Libre opinion

DROIT DE RÉPONSE A L’ARTICLE « L’ÉCHEC FONDATEUR » DE CLEMENT MBOUTE-MBAMBA

Par Sandrine MANDANE
Team GMN

Monsieur Clément Boute MBamba

Vous avez récemment, et en termes assez virulents, mise en cause la vision d’un homme, le professeur Gaston N’Guérékata pour ne pas le nommer, coupable selon vous de soutenir une option fédérale comme voie d’avenir pour la République Centrafricaine. Vous avez évidemment le droit de n’être pas d’accord, de contester cette analyse, de lui opposer vos arguments et votre propre vision. Mais pourquoi de cette manière ? Pourquoi avec autant de haine et d’agressivité ? Peut-être que le fait que lui agisse alors que vous vous contentez de parler – j’ajouterai au passage : mal et avec un grand mépris pour le Centrafrique et les centrafricains – vous a irrité. Peut-être que son courage, qui se manifeste au quotidien par sa présence dans les zones dangereuses, et qui souligne en creux votre propre inaptitude à prendre des risques pour le salut du peuple, vous a aigri?

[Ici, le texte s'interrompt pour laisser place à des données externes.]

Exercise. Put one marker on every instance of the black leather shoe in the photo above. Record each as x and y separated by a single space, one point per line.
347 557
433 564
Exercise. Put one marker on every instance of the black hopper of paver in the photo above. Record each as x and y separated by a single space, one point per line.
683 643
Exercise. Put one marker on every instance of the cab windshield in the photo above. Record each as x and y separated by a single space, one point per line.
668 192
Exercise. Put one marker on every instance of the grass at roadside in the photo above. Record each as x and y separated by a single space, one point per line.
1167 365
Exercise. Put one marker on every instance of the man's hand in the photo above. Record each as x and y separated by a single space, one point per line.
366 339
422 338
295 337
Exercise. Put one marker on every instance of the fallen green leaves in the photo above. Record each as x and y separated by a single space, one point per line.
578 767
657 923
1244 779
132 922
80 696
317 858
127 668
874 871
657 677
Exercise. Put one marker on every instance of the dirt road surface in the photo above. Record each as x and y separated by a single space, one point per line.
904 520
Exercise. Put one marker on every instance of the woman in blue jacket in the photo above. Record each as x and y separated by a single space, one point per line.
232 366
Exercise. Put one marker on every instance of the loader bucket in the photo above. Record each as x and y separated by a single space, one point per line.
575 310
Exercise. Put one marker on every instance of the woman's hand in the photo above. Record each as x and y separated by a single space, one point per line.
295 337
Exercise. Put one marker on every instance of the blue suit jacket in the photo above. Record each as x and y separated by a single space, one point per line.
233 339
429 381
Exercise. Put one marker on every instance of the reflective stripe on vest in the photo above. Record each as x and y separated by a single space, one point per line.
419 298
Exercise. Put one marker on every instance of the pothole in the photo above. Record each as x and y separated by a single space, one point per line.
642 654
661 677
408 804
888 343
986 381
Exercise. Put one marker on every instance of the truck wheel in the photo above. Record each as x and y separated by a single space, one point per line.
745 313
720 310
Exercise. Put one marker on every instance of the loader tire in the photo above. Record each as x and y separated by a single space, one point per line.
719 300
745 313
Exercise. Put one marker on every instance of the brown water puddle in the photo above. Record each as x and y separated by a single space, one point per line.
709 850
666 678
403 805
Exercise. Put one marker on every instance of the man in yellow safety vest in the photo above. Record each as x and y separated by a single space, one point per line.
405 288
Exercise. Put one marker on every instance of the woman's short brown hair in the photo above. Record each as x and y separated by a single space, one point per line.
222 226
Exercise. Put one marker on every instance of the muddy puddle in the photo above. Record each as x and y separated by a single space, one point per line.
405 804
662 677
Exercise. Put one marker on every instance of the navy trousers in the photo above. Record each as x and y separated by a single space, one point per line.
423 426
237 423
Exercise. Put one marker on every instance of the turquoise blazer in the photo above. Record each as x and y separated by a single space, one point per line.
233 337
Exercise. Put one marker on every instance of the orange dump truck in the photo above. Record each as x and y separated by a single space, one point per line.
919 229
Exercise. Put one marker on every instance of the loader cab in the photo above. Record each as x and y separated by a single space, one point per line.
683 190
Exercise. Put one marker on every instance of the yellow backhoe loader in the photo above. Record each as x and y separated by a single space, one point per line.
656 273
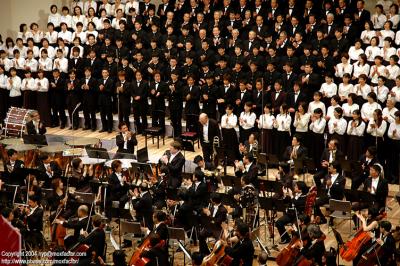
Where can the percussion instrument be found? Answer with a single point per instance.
(126, 163)
(82, 142)
(11, 141)
(16, 119)
(88, 160)
(22, 147)
(54, 148)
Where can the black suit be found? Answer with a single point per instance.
(31, 129)
(175, 170)
(89, 101)
(57, 101)
(207, 146)
(192, 108)
(124, 102)
(144, 209)
(106, 92)
(130, 146)
(140, 89)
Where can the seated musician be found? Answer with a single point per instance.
(314, 250)
(366, 160)
(217, 214)
(95, 239)
(118, 187)
(35, 126)
(49, 168)
(243, 251)
(34, 219)
(156, 253)
(126, 142)
(248, 168)
(142, 203)
(329, 155)
(12, 165)
(78, 224)
(296, 199)
(295, 152)
(175, 161)
(332, 188)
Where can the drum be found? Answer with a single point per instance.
(14, 124)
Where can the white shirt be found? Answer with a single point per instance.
(228, 121)
(283, 122)
(356, 131)
(42, 85)
(314, 105)
(205, 132)
(266, 121)
(28, 84)
(368, 109)
(247, 120)
(318, 126)
(376, 132)
(15, 88)
(348, 109)
(381, 93)
(389, 114)
(392, 127)
(301, 123)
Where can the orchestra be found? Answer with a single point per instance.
(294, 106)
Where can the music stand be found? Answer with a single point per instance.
(339, 241)
(38, 140)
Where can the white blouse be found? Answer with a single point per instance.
(228, 121)
(318, 126)
(283, 122)
(247, 120)
(376, 132)
(266, 121)
(337, 125)
(28, 84)
(368, 109)
(301, 123)
(355, 131)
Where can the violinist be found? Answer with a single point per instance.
(126, 142)
(79, 225)
(49, 169)
(332, 188)
(34, 219)
(118, 186)
(95, 239)
(12, 167)
(314, 250)
(243, 251)
(217, 213)
(297, 200)
(35, 126)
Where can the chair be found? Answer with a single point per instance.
(340, 209)
(155, 132)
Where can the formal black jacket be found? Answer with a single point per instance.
(30, 128)
(381, 192)
(119, 139)
(96, 241)
(35, 220)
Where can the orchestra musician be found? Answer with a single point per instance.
(79, 225)
(126, 142)
(49, 169)
(174, 160)
(208, 130)
(332, 188)
(34, 219)
(297, 200)
(35, 126)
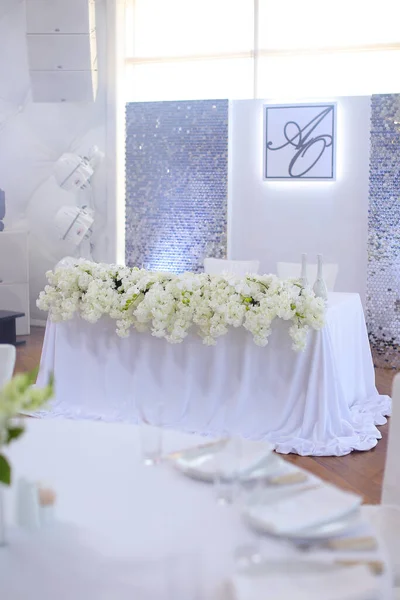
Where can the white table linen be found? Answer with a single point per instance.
(322, 401)
(127, 521)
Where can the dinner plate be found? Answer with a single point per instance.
(202, 466)
(319, 532)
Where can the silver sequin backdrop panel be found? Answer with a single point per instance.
(176, 183)
(383, 281)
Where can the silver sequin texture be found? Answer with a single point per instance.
(383, 281)
(176, 183)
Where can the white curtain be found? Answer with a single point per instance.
(193, 49)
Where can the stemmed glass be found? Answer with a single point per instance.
(231, 489)
(151, 432)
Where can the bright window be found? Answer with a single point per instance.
(195, 49)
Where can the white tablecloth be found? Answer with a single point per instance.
(322, 401)
(129, 523)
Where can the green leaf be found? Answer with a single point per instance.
(14, 433)
(5, 470)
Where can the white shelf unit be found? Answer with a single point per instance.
(62, 50)
(14, 276)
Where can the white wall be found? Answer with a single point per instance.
(32, 138)
(277, 221)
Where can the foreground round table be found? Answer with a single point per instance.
(123, 528)
(322, 401)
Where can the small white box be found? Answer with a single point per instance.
(64, 86)
(62, 52)
(14, 257)
(60, 16)
(15, 297)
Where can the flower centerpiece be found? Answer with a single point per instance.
(18, 397)
(170, 305)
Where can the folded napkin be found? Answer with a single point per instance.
(341, 583)
(308, 508)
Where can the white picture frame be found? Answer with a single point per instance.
(300, 142)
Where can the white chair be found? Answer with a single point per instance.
(293, 271)
(7, 363)
(216, 266)
(386, 517)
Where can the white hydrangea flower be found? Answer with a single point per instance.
(168, 305)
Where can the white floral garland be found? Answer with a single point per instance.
(169, 305)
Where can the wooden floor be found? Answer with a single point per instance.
(361, 472)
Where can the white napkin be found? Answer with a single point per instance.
(308, 508)
(346, 583)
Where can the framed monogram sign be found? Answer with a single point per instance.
(300, 141)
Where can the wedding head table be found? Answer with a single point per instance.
(321, 400)
(124, 530)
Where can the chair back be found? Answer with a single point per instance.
(217, 266)
(293, 271)
(391, 480)
(7, 363)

A moins que votre plume n’ait trempée dans le portefeuille d’un donneur d’ordre inconnu, et que, travaillant en service commandé, vous n’ayez comme moteur que le craquant des billets et forts peu d’arguments à présenter ? Aucune importance ! On ne prête qu’aux riches dit le proverbe, et sur le terrain des idées, on prête beaucoup au Professeur. Et, oserais-je rajouter, à vous l’on doit donner bien peu pour que vos arguments soient aussi étriqués. Sans me substituer au Professeur, je n’oserai pas, permettez-moi de vous rappeler quelques vérités, en réponse à votre texte, cousu, si l’on peut dire, au fil de l’inexactitude. Non, Boganda (dont vous dites par ailleurs qu’il était dévoré par l’ambition personnelle, un comble pour qui le connaissait !) n’était pas panafricain, ne vous en déplaise. Il était fédéraliste, sur la base de ce qu’il qualifiait les Etats d’Afrique latine. Je ne vous ferai pas le plaisir de vous en donnez la liste car je pense préférable de vous laisser aller la consulter sur internet – on la trouve facilement – cela vous permettra de reprendre quelques fondamentaux qui visiblement vous font défaut. Vous parlez d’un état « dépotoire » – jolie manière de qualifier la RCA – pauvre absolument, et sans aucune valeur ni ressource. C’est mal connaître les potentiels et les richesses de la nation centrafricaine, c’est ignorer la géologie et le cours des matières premières ! Or, diamant, colbalt, bois précieux… pétrole ! La RCA est un pays extrêmement riche, mais faible parce qu’il est seul, et pauvre parce qu’il est faible. Isolé, la RCA est faible. Intégré dans un ensemble plus grand, désenclavé grâce à un accès direct à la mer, notre pays – je n’ose dire le votre, car vous semblez le haïr et le détester – il deviendra prospère.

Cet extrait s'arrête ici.